Hillwalkers need to wise up before haring up the mountain. Photo: Lorne Gill/SNH

Mountain experts are appealing to walkers to wise up before they go haring up the hills this spring.

The Mountaineering Council of Scotland said, just as the mountain hare is changing its coat and getting a spring in its step, hillwalkers are putting their minds to the ascent of the nation’s hills.

But it warned that, even as winter starts to recede, the Scottish mountains hold hazards for the unprepared.

The council, which represents hillwalkers, mountaineers and climbers north of the border, said it has plenty of information for people heading for the high ground.

It said: “The Mountaineering Council of Scotland is calling out to hillwalkers, especially those working their way through the munros and corbetts, with a springtime message to consider their skill levels and look at the information and other services offered by the MCofS ahead of the summer season.

“The fatalities of the winter season were a stark reminder of the uncompromising nature of Scotland’s rugged mountains. Even at the height of summer, mountains can be hazardous to those with insufficient experience.

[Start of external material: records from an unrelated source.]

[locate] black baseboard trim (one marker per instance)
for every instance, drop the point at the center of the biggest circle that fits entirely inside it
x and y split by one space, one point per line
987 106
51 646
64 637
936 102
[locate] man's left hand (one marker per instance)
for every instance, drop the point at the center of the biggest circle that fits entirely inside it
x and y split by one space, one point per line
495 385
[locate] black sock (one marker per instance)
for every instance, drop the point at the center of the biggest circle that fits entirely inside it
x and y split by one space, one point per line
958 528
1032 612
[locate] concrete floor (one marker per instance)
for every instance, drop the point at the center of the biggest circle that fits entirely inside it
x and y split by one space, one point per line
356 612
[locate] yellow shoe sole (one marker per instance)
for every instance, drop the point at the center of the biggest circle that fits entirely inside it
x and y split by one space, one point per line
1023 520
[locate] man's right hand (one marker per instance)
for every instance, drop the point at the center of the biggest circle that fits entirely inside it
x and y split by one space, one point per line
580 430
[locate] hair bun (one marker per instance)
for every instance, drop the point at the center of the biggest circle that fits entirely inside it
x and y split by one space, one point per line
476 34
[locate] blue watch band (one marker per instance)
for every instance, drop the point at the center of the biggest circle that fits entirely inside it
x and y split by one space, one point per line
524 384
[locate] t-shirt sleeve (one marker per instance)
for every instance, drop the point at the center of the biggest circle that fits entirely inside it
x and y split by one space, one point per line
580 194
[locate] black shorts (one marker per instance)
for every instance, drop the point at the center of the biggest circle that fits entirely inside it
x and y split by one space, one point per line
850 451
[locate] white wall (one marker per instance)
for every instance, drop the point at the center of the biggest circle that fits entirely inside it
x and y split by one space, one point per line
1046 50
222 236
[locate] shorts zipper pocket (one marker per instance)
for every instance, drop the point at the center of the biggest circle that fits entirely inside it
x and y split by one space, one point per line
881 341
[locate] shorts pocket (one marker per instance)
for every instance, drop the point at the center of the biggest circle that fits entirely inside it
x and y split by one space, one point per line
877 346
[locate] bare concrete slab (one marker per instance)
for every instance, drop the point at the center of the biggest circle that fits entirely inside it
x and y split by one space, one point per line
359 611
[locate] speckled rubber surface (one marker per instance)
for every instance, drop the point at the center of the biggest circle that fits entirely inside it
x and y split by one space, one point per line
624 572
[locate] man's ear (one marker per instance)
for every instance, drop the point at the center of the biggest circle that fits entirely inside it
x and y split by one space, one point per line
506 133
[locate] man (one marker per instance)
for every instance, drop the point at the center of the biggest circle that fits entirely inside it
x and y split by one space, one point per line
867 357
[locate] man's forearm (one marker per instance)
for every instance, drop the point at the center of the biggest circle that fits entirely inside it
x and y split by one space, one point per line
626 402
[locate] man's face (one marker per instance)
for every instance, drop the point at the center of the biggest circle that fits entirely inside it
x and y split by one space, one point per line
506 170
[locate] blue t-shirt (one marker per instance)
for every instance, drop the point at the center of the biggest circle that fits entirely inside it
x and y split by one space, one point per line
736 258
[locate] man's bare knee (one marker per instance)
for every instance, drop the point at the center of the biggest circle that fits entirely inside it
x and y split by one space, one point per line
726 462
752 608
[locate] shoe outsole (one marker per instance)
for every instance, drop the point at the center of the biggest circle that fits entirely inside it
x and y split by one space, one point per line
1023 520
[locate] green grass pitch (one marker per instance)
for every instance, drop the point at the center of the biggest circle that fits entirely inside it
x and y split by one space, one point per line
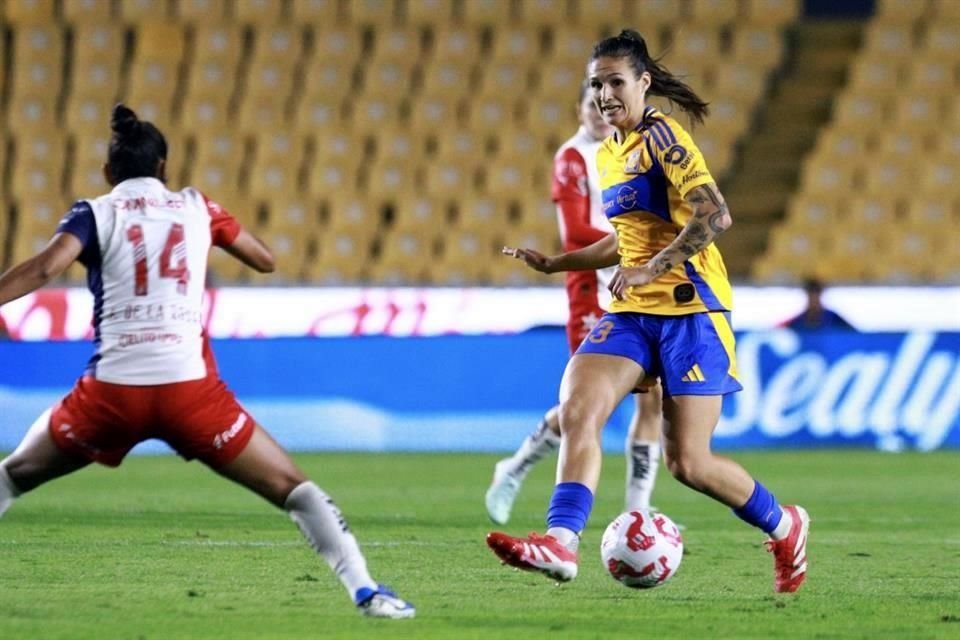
161 550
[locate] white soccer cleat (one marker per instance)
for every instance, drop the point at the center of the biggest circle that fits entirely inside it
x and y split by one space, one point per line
383 603
502 493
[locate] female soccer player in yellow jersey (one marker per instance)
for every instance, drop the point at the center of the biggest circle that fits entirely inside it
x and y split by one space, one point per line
670 319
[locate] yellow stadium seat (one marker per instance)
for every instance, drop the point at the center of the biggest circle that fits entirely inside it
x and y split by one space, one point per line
489 114
818 211
862 109
260 113
757 45
773 13
271 177
712 12
97 43
435 13
571 48
292 213
211 12
31 77
89 11
888 40
315 11
271 79
828 177
900 11
256 12
30 12
387 80
89 149
503 78
931 76
876 73
513 45
202 112
448 181
483 213
372 12
162 43
372 115
136 11
88 113
446 79
216 42
488 12
335 44
942 40
327 176
399 145
96 78
940 176
434 114
397 45
594 15
888 176
692 44
38 42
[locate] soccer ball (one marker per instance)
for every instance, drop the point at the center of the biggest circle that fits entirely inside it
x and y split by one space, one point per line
641 549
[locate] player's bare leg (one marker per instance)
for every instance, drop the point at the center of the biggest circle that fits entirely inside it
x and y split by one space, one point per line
687 433
509 473
592 387
265 468
642 447
35 461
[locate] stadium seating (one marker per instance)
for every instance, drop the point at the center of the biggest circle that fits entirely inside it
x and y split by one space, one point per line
398 108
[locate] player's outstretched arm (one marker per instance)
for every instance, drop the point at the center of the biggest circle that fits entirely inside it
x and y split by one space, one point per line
600 254
35 272
710 218
251 251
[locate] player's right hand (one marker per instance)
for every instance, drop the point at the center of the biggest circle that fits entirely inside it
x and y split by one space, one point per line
534 259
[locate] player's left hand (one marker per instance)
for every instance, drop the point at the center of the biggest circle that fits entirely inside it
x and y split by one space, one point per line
626 277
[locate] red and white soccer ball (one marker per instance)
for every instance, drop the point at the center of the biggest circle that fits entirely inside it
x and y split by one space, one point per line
642 549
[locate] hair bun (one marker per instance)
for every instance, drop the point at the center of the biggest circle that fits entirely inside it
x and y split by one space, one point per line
123 120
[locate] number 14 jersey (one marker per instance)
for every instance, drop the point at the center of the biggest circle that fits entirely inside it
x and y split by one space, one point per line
145 249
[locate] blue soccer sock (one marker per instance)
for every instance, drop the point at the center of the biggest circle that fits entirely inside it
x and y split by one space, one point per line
570 507
761 510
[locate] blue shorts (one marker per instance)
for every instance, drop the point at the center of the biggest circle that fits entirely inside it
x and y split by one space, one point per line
693 355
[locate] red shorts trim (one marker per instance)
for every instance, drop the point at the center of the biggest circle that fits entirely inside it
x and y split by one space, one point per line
201 419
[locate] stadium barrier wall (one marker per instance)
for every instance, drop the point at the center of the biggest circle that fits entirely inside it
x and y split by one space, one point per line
890 391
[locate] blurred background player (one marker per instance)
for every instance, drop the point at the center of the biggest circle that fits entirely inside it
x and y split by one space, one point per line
671 319
576 190
152 374
816 316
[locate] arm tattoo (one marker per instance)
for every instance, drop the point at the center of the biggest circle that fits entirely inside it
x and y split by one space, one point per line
711 217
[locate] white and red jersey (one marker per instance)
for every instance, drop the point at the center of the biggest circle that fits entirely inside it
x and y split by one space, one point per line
576 191
145 250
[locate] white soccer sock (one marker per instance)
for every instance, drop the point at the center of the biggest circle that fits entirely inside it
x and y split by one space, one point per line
324 527
643 459
566 537
538 444
783 529
8 491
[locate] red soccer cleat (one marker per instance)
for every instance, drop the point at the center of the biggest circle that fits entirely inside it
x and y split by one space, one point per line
535 553
790 554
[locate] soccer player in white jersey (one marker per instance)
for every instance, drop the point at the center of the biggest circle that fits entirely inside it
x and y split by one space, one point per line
152 374
576 191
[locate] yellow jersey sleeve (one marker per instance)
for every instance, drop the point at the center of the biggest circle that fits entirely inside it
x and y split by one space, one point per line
679 156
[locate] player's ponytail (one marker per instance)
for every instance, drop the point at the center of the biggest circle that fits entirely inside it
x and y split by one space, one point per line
631 45
136 146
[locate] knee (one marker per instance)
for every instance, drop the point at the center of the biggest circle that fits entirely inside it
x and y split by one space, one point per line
687 468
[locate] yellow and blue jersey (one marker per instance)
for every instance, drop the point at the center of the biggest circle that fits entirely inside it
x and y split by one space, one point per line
644 180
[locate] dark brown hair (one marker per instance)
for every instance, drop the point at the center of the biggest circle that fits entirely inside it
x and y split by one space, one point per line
631 45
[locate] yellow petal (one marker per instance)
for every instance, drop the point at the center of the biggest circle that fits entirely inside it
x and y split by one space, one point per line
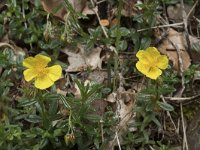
143 68
29 62
162 62
140 53
152 52
43 82
39 61
29 74
54 72
153 73
42 61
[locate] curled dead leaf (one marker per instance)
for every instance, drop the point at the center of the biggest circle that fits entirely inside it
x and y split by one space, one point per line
79 61
167 48
57 7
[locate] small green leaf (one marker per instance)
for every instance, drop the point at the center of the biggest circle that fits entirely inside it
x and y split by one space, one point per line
165 106
123 45
24 103
196 47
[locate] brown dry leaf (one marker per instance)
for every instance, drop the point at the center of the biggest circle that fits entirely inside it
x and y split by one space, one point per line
168 49
88 11
80 61
104 22
124 102
52 5
128 9
175 12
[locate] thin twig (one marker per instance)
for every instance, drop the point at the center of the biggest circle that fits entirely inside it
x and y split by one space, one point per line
102 136
99 20
191 10
180 61
99 2
182 98
185 143
168 113
186 29
116 135
161 26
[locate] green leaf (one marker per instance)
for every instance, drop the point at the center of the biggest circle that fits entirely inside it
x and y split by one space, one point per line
24 103
123 45
34 119
64 101
145 42
124 31
196 47
165 106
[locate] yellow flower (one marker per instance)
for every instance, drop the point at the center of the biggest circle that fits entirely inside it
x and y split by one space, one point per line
37 69
151 62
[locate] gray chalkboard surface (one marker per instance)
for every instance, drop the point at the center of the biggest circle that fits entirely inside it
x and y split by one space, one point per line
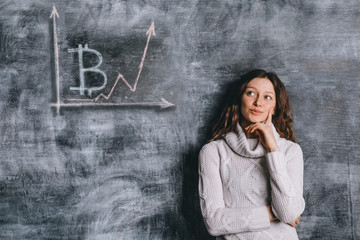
105 105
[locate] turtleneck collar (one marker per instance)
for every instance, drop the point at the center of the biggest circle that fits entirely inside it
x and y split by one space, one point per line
237 141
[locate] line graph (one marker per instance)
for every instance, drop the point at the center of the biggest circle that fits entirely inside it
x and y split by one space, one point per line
79 102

“With this in mind, the MCofS is urging hillwalkers to use its website for a wide range of information that will help prepare them for the challenges to be found in the Scottish mountains.

“The MCofS believes that hillwalkers who become aware of and use the skills needed to improve self-reliance in the mountains are less likely to be involved in mountaineering incidents.

“Those who are better informed are also more likely to be aware of their access rights and associated responsibilities.”

MCofS chief officer David Gibson said: “If you are a hillwalker getting your boots and rucksack ready for the summer season, our message is that this is the right time to be thinking about your skill levels and consider how you can acquire any training you might need, before you head for the hills.”

MCofS mountain safety adviser Heather Morning added: “As well as running members-only skills courses, the MCofS also provides some very informative webpages that contain useful knowledge.

“I would urge every hillwalker to spend at least an hour reading through our mountain safety webpages. Doing so could save your life.”

Safety advice and other information can be found on the MCofS website.